2. ElasticSearch5.1.1 started canceling the terms filter cache because terms filter performs very quickly, and in most cases, the cancellation of the cache can improve performance.

3. When using a range filter such as [Now-xxx to now], you can use the round date technique to increase the expiration time of the cache and mitigate the performance issues associated with frequently rebuilding the cache.

Elasticstack series of XV & query cache causes the performance problem thinking

Contact Us

The content source of this page is from Internet, which doesn't represent Alibaba Cloud's opinion; products and services mentioned on that page don't have any relationship with Alibaba Cloud.
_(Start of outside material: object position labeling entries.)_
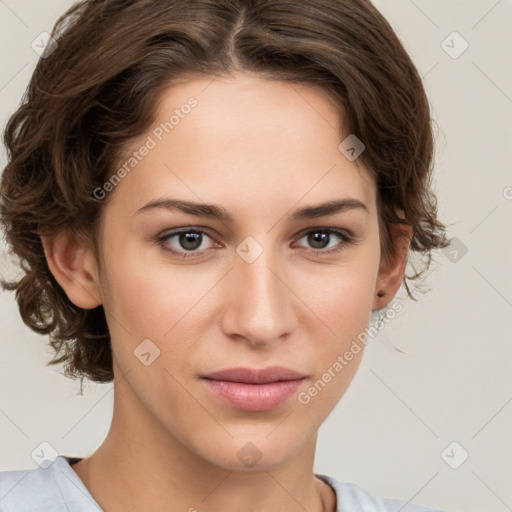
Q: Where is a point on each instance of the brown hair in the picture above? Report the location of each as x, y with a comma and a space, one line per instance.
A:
100, 87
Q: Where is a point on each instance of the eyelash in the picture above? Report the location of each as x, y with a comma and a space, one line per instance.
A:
346, 238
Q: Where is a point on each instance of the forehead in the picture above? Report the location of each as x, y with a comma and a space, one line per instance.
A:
236, 136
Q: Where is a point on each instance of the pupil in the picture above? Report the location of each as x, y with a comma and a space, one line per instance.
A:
189, 240
321, 237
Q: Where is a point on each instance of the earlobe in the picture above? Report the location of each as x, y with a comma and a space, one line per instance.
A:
391, 272
72, 264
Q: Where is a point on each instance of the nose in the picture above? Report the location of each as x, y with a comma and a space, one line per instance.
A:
262, 306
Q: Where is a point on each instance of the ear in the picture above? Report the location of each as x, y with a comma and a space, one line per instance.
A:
391, 272
72, 263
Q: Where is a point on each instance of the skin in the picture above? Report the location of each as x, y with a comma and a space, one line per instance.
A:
260, 149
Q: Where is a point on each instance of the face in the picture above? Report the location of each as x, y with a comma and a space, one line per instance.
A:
264, 287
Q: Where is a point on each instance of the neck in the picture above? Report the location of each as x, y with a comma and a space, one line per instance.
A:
139, 461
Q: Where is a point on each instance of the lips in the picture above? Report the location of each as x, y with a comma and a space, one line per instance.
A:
255, 376
254, 390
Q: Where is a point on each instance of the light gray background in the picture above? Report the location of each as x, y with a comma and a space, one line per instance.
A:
403, 409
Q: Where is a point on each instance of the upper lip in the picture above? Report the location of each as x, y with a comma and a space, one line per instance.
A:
254, 375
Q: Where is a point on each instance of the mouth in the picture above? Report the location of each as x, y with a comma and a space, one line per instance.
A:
254, 390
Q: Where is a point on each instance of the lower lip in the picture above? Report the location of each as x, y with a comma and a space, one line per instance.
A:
254, 397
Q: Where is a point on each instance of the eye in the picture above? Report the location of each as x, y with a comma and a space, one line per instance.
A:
319, 238
188, 240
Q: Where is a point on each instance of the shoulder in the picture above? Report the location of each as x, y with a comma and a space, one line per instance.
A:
50, 489
352, 497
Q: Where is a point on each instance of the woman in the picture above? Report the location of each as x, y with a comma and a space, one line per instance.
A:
212, 197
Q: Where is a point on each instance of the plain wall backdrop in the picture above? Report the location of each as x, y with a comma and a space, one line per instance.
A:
409, 418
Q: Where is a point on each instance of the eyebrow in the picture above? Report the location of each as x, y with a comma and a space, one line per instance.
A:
218, 212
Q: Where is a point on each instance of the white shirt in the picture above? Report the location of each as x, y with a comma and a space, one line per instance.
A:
58, 488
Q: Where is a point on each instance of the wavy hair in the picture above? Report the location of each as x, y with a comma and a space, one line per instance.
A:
99, 89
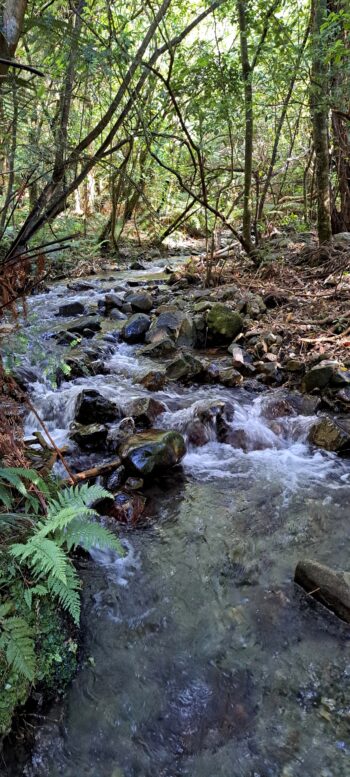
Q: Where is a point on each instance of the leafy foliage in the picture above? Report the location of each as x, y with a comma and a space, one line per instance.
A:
38, 569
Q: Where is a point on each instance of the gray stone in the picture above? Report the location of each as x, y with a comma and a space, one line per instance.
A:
93, 407
141, 302
223, 323
331, 434
163, 347
135, 328
320, 376
91, 436
144, 410
71, 309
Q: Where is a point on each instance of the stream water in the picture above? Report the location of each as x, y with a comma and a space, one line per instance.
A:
201, 658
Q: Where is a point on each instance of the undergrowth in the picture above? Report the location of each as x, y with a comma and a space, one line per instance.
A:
40, 527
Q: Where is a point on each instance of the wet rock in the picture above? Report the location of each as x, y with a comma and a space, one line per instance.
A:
127, 508
175, 324
154, 380
241, 360
252, 305
152, 451
269, 372
71, 309
294, 366
281, 404
324, 374
91, 436
24, 376
184, 367
342, 399
144, 410
162, 347
328, 586
141, 302
93, 407
203, 305
137, 265
86, 326
331, 434
116, 479
223, 323
135, 328
117, 315
81, 285
119, 433
112, 302
197, 433
203, 712
219, 372
275, 300
133, 484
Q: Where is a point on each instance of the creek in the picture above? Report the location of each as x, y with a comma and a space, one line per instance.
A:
200, 656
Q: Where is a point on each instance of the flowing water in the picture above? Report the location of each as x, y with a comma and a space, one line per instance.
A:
201, 658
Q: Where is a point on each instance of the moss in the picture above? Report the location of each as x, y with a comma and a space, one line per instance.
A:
55, 648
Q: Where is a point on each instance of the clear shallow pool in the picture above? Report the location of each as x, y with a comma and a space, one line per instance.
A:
201, 658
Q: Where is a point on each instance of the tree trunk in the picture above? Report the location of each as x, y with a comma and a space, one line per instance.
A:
248, 112
320, 121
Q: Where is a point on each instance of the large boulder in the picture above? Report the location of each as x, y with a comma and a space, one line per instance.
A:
331, 434
135, 329
174, 324
155, 450
223, 323
93, 407
144, 410
327, 585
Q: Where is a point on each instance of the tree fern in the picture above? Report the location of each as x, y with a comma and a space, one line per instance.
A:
67, 525
44, 557
18, 644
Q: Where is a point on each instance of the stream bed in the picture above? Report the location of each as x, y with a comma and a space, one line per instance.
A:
200, 656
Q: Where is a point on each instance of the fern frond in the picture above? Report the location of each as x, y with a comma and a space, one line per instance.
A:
68, 594
60, 520
43, 556
20, 646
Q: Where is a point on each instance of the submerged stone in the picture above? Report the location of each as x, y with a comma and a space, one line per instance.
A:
92, 407
135, 328
151, 451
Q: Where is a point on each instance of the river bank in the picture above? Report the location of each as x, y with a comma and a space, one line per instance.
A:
218, 536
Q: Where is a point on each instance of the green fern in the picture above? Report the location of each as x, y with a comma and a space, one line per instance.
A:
18, 643
67, 525
43, 556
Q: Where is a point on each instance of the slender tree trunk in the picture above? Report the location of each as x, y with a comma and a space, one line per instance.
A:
248, 112
11, 160
320, 121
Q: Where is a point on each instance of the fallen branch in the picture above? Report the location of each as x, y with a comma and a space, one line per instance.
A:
95, 472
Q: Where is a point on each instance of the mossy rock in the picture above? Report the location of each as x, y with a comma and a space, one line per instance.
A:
223, 323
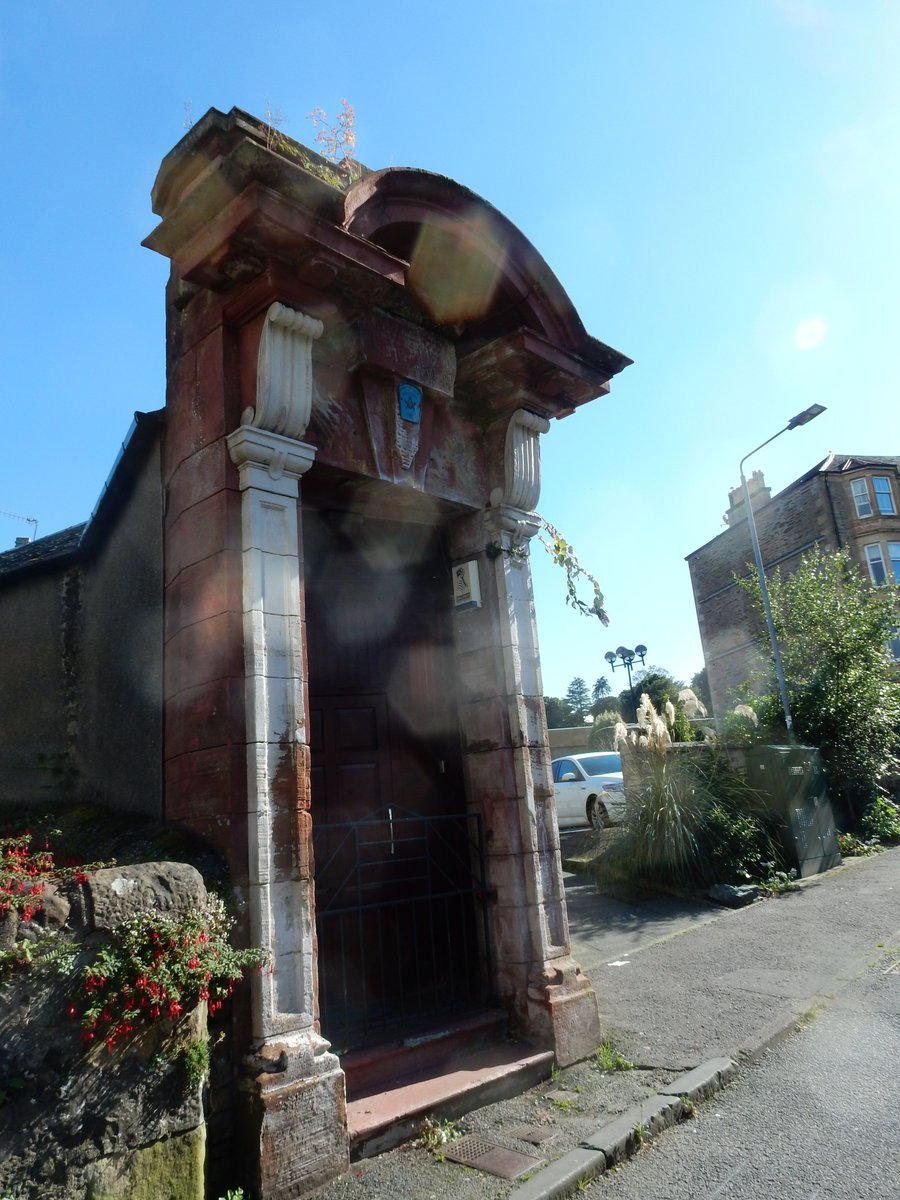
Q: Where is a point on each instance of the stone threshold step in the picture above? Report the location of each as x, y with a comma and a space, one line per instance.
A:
379, 1068
475, 1077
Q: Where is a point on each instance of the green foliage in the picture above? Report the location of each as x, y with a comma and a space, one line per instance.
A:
735, 844
437, 1133
25, 873
607, 1059
559, 715
690, 819
881, 820
855, 847
193, 1059
563, 555
159, 966
577, 697
599, 696
659, 685
775, 882
603, 737
833, 630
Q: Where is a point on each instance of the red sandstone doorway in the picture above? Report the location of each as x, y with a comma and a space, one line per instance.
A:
399, 862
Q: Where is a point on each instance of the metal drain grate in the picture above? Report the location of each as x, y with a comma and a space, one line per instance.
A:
490, 1157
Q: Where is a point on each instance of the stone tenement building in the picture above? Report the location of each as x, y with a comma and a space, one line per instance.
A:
300, 622
846, 501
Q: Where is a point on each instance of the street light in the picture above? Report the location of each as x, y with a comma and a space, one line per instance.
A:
803, 418
628, 657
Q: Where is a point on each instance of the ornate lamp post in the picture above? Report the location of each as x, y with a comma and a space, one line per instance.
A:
803, 418
623, 658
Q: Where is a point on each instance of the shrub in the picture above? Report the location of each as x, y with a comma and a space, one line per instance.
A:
881, 820
690, 819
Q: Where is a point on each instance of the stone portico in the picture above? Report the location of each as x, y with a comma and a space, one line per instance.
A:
358, 382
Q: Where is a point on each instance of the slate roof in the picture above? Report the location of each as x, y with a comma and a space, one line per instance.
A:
58, 549
52, 549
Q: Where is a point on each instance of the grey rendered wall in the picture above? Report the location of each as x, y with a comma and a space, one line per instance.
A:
119, 742
34, 760
81, 659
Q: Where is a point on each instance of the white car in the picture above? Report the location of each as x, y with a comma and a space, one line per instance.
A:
588, 790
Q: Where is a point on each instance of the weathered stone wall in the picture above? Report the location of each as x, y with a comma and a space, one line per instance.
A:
95, 1123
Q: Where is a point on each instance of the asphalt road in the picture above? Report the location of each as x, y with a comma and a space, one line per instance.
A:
815, 1117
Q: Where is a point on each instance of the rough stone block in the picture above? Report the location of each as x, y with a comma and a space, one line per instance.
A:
703, 1081
118, 892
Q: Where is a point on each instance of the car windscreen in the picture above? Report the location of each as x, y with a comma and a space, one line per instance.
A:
600, 763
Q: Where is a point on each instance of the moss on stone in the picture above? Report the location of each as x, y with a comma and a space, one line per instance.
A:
172, 1168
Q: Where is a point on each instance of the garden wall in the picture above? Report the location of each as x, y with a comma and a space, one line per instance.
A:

If the content of the page makes you feel confusing, please write us an email, we will handle the problem within 5 days after receiving your email.

If you find any instances of plagiarism from the community, please send an email to: info-contact@alibabacloud.com and provide relevant evidence. A staff member will contact you within 5 working days.

A Free Trial That Lets You Build Big!

Start building with 50+ products and up to 12 months usage for Elastic Compute Service

  • Sales Support

    1 on 1 presale consultation

  • After-Sales Support

    24/7 Technical Support 6 Free Tickets per Quarter Faster Response

  • Alibaba Cloud offers highly flexible support services tailored to meet your exact needs.